Schkeuditz. Die Geschichte des in jüngerer Vergangenheit wohl einflussreichsten Betriebes in Schkeuditz ist Thema einer neuen Ausstellung, die sich momentan noch im Aufbau befindet und am 28. Oktober im Stadtmuseum eröffnet werden soll. In Hochzeiten waren 3500 Arbeitskräfte bei jenem Maschinen- und Apparatebau (MAB) Schkeuditz beschäftigt. Aber auch für das gesellschaftliche Leben in Schkeuditz übte der Betrieb enormen Einfluss aus. Der 13. Mai 1947 vor 70 Jahren gilt als Gründungsdatum des MAB Schkeuditz.

„Der MAB ist aus drei anderen Unternehmen hervorgegangen: Die Flughafen GmbH, die Siebel Flugzeugwerke und die Lufthansa-Reparaturwerkstätten bildeten die Grundlage“, erklärte Museumsleiter Hans Neubert. Alle drei Unternehmen unterstanden nach dem Ende des Zweiten Weltkrieges der Sowjetischen Militäradministration. Als MAB-Gründung gilt die Übergabe des Betriebes an die Landesregierung Sachsen-Anhalt, auch wenn die Benennung erst im Juni gleichen Jahres passierte.

„Zunächst wurden, wie schon unter SMAD-Verwaltung, weiter Flugzeuge repariert beziehungsweise umgerüstet“, erzählte Neubert. Die russische Nordmeerflotte habe die Focke Wulf 200 polartauglich umrüsten lassen. Parallel dazu sei mit der Entwicklung und Produktion von Gewerbekühlschränken begonnen worden. Schon 1948 waren knapp 650 Mitarbeiter im Betrieb beschäftigt.

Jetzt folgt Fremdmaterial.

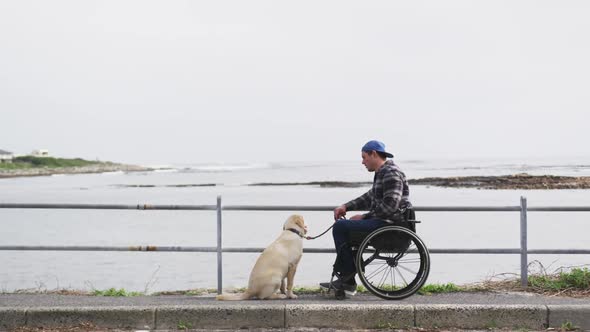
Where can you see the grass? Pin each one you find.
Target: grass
(570, 282)
(568, 326)
(441, 288)
(575, 279)
(26, 162)
(115, 292)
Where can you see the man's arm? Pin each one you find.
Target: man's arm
(392, 193)
(362, 202)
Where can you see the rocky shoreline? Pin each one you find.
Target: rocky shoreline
(90, 169)
(516, 181)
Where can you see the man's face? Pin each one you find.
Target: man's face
(370, 160)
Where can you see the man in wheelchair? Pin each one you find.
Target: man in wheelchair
(385, 202)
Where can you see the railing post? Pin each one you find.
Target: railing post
(523, 243)
(219, 252)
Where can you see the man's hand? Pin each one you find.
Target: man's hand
(339, 212)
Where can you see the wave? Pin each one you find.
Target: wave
(224, 168)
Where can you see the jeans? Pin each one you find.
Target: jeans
(340, 232)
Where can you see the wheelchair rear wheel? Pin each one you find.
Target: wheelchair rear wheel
(392, 262)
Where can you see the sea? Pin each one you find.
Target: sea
(202, 183)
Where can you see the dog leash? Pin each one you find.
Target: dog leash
(315, 237)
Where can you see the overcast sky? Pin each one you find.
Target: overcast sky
(253, 81)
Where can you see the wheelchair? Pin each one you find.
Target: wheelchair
(392, 262)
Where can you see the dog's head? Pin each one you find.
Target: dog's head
(296, 221)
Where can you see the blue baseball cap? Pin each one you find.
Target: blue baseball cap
(376, 146)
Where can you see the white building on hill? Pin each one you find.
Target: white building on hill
(40, 153)
(6, 157)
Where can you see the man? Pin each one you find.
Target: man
(389, 194)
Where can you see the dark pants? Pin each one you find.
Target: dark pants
(341, 231)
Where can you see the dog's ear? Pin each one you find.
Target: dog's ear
(299, 221)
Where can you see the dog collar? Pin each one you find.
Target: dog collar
(295, 231)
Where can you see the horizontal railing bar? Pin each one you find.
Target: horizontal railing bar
(559, 208)
(558, 251)
(256, 250)
(277, 207)
(106, 206)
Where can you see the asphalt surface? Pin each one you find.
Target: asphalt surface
(495, 298)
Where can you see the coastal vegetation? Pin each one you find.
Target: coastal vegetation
(27, 162)
(40, 166)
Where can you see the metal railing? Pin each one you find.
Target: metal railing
(523, 250)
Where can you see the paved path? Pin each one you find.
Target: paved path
(459, 310)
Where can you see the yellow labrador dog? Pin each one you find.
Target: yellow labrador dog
(277, 262)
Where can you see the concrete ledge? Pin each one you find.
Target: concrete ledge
(232, 316)
(12, 318)
(111, 317)
(368, 316)
(482, 316)
(578, 315)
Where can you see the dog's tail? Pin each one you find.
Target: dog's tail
(233, 297)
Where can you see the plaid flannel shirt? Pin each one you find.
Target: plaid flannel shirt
(390, 192)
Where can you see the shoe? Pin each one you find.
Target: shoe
(349, 287)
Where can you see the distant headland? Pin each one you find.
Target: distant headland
(516, 181)
(43, 166)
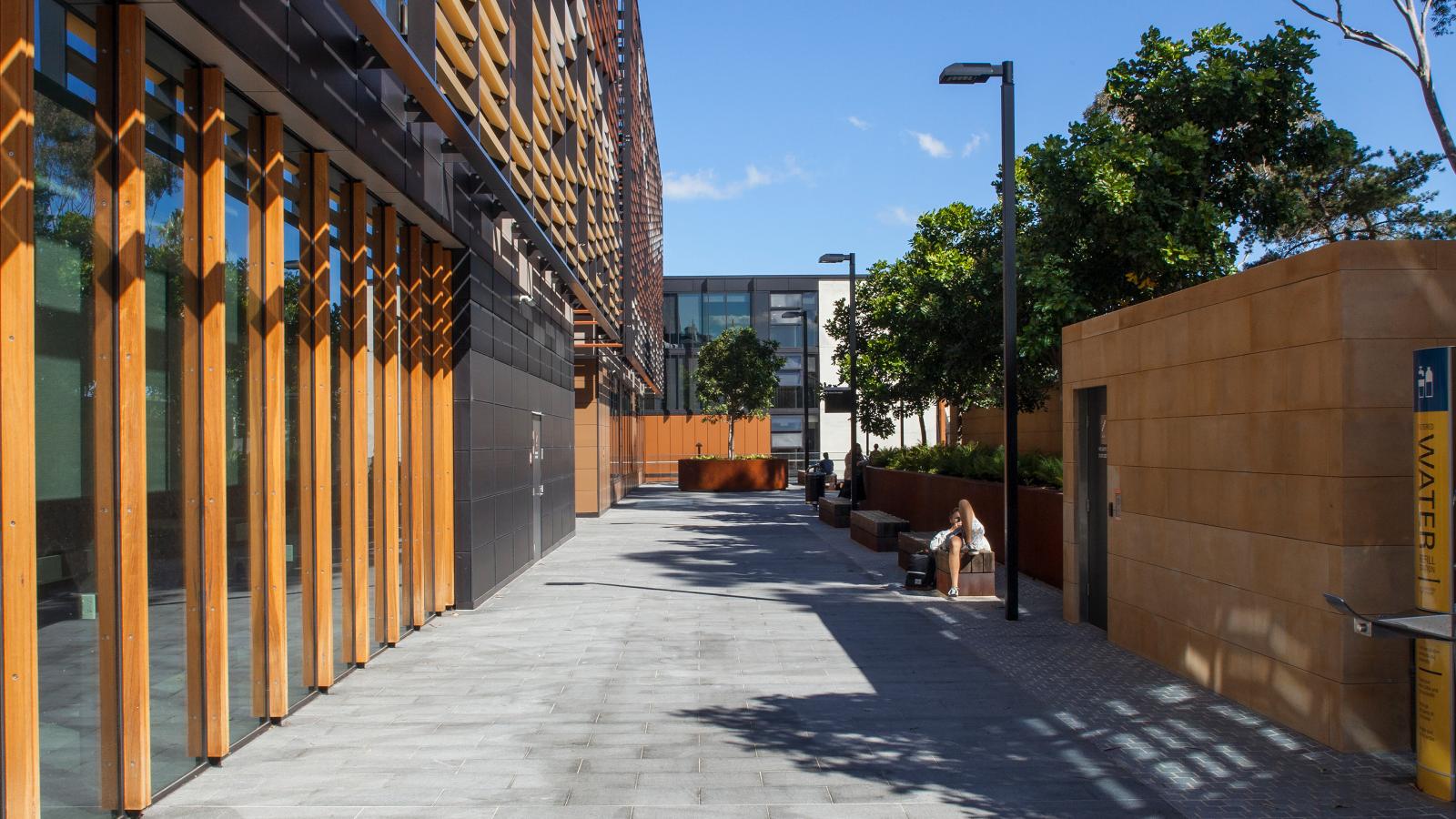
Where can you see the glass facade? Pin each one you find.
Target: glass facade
(66, 439)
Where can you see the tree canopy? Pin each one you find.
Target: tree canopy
(1198, 155)
(737, 373)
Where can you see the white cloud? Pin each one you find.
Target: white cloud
(705, 186)
(895, 215)
(931, 145)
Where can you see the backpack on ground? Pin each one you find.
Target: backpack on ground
(921, 573)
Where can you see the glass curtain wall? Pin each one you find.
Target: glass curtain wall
(339, 238)
(245, 707)
(370, 229)
(293, 155)
(65, 397)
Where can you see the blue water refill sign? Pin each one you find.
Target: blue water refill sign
(1434, 693)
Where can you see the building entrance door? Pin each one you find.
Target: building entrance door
(1092, 506)
(538, 489)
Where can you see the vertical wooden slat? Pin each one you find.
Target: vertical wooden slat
(189, 426)
(426, 554)
(441, 431)
(257, 472)
(123, 28)
(269, 642)
(412, 561)
(353, 433)
(315, 464)
(213, 264)
(386, 428)
(19, 697)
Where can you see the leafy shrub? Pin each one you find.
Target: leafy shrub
(734, 458)
(975, 460)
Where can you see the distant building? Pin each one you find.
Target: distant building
(696, 309)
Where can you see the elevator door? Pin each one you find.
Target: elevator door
(538, 489)
(1094, 508)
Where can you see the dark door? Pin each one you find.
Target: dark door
(1094, 508)
(538, 489)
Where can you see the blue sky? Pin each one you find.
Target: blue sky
(797, 127)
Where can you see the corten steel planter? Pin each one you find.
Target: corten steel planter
(926, 501)
(750, 475)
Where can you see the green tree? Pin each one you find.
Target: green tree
(735, 376)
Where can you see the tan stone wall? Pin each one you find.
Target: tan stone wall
(1036, 431)
(1259, 430)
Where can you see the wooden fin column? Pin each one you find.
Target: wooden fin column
(441, 433)
(213, 332)
(315, 457)
(266, 402)
(19, 694)
(386, 428)
(412, 560)
(353, 431)
(118, 343)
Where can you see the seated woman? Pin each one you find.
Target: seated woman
(960, 541)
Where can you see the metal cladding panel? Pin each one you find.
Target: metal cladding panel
(320, 76)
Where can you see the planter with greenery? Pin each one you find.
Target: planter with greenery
(735, 376)
(924, 482)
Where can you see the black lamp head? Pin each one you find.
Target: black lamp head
(968, 73)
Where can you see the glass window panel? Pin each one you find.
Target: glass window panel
(65, 392)
(371, 205)
(339, 232)
(737, 309)
(293, 535)
(171, 413)
(785, 423)
(240, 713)
(691, 318)
(785, 336)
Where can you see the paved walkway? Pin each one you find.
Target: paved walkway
(689, 656)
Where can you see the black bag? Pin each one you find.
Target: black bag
(921, 573)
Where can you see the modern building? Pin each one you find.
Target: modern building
(779, 308)
(291, 296)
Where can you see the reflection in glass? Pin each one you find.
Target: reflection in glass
(371, 205)
(172, 411)
(242, 714)
(65, 395)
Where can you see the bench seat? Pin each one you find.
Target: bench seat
(877, 531)
(977, 574)
(914, 542)
(834, 511)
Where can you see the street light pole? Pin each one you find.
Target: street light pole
(975, 73)
(854, 358)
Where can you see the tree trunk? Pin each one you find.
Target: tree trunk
(1439, 120)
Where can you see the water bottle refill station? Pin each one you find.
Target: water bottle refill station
(1431, 629)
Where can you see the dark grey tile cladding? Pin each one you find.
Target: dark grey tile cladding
(510, 361)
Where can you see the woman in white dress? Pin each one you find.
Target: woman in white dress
(960, 540)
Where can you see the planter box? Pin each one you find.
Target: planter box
(926, 501)
(753, 475)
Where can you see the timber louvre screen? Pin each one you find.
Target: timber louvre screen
(186, 308)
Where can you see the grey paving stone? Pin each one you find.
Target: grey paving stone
(728, 656)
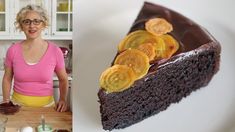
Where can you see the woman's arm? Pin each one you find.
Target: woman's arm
(6, 84)
(61, 105)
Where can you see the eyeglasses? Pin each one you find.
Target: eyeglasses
(34, 21)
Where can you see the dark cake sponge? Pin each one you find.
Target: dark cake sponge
(191, 68)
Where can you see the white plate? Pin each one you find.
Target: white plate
(98, 28)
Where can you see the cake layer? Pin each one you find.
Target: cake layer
(167, 81)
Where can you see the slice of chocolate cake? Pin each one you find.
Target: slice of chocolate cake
(168, 79)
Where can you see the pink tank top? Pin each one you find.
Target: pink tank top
(34, 80)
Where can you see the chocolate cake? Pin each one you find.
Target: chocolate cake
(9, 108)
(191, 67)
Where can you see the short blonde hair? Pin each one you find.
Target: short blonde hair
(22, 13)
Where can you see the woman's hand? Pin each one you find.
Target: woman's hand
(61, 106)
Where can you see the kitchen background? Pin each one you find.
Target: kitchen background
(59, 31)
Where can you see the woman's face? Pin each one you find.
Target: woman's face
(32, 25)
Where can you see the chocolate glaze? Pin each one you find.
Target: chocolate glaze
(189, 34)
(168, 81)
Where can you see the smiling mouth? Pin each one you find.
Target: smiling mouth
(32, 31)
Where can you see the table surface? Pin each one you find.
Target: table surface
(29, 116)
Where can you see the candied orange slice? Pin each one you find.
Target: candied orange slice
(148, 49)
(117, 78)
(158, 26)
(136, 38)
(171, 46)
(135, 59)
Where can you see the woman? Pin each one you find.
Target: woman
(32, 63)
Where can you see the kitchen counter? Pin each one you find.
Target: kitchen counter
(28, 116)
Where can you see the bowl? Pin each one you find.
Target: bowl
(3, 121)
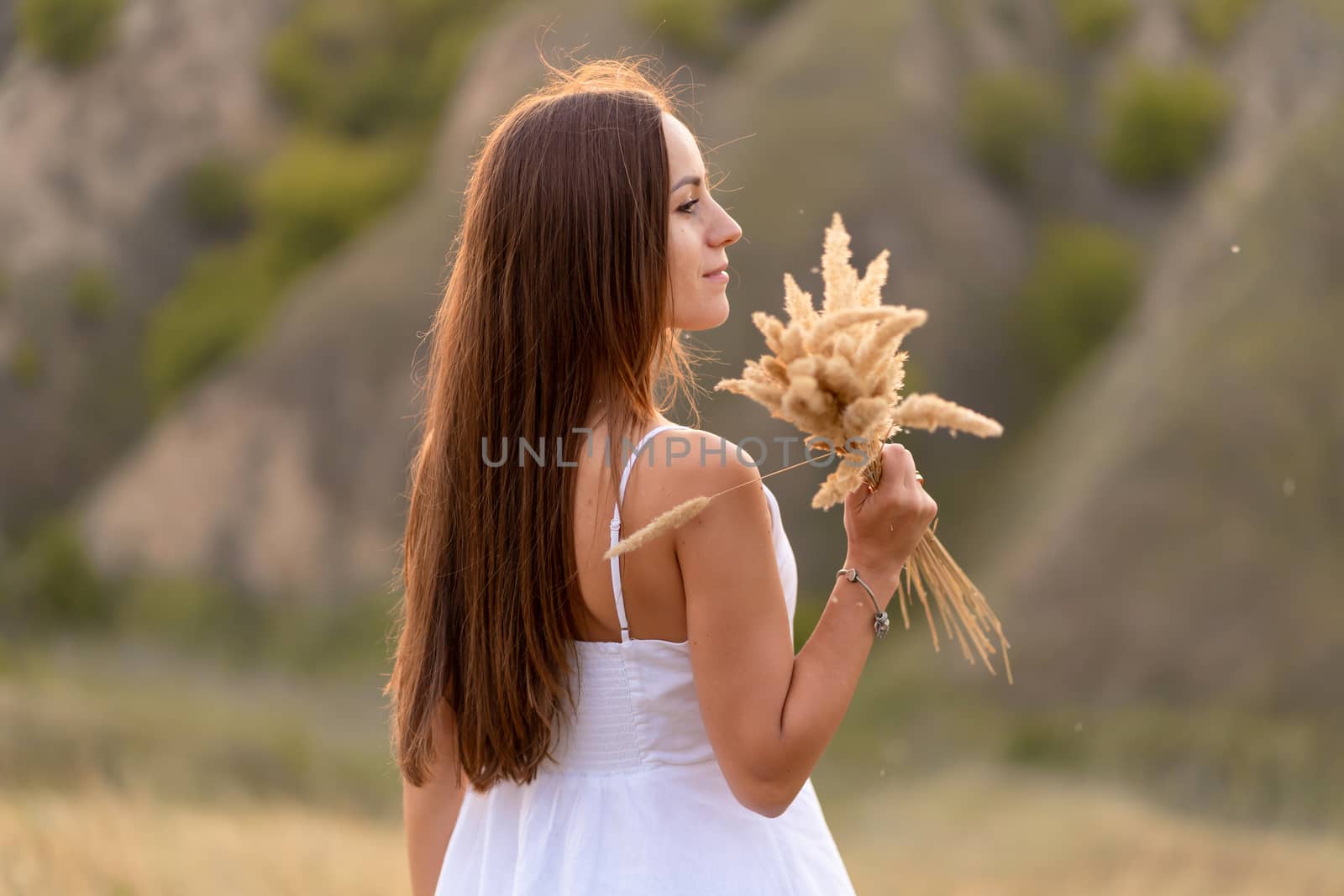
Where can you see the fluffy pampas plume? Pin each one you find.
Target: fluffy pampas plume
(837, 374)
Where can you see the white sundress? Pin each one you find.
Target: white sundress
(635, 802)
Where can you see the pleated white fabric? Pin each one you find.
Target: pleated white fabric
(635, 801)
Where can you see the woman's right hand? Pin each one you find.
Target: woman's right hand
(886, 524)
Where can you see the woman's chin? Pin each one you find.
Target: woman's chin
(709, 316)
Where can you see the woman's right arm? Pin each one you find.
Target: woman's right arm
(770, 714)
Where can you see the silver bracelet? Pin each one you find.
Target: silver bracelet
(880, 622)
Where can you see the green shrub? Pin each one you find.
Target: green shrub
(1084, 281)
(225, 296)
(1043, 743)
(1160, 123)
(1005, 116)
(696, 27)
(1092, 23)
(55, 584)
(71, 33)
(320, 191)
(1215, 22)
(26, 363)
(92, 293)
(315, 195)
(217, 196)
(360, 67)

1954 erhielt der Bereich der Luftfahrtindustrie wieder stärkere Bedeutung, als der MAB in die Vereinigung Volkseigener Betriebe der Luftfahrtindustrie wechselte. Schkeuditz wurde zentrale Reparaturwerkstatt für die RGW (Rat gegenseitiger Wirtschaftshilfe) -Mitgliedsländer, entwickelte und fertigte Ausrüstungen und Geräte für den Flugzeugbau und den Flugbetrieb und stellte auch Leitwerke und Flugzeugbestuhlungen für die 152 her. „Im März 1961 dann kam per Ministeratsbeschluss das Aus für den Flugzeugbau in Schkeuditz“, erzählte Neubert: Bei der Messe im März 1959, bei der auch Nikita Chruschtschow zugegen gewesen war, sei bei einem Versuchsflug eine 152 bei Ottendorf-Okrilla abgestürzt. Der Hauptkunde Sowjetunion wollte das Flugzeug, trotz Beteuerung, dass es sich um einen Pilotenfehler gehandelt habe, nicht mehr bestellen.

Nach dem harten Schock für die Belegschaft folgte ein Umschwenken auf die Kühl- und Kältemittelproduktion, sagte der Museumsleiter. Verdichter als Grundbaustein der Kältekreisläufe, Klimatruhen und -schränke sowie Waggon-Klimatisierung gehörten zu den Tätigkeitsfeldern. Auch Konsumgüter wie Stühle und Tische wurden im MAB hergestellt.

„Die Einflüsse auf das gesellschaftliche Leben in Schkeuditz sind nicht unerheblich“, sagte Neubert. So sind mehrere Sozial- und Kindereinrichtungen Resultat des Großbetriebes. „Auch das Schwimmbad, was es in Schkeuditz gab, entstand auf Betreiben des MAB“, sagte er. Nicht zuletzt seien die Neubauten in Schkeuditz entstanden, weil sie für die Arbeitskräfte im MAB gebraucht wurden.

Strafgefangene hatten bis 1987 bei MAB gearbeitet. „Dann hatte es eine Generalamnestie gegeben und etwa 100 Arbeitskräfte fehlten mit einem Mal. Vietnamesen, für die es eine eigene Unterbringung auf Firmengelände gab, füllten die entstandenen Lücken.

Dokumente, Apparate und Fotos gibt es zur reichen Geschichte des MAB ab 28. Oktober im Stadtmuseum Schkeuditz, Mühlstraße 50, zu sehen.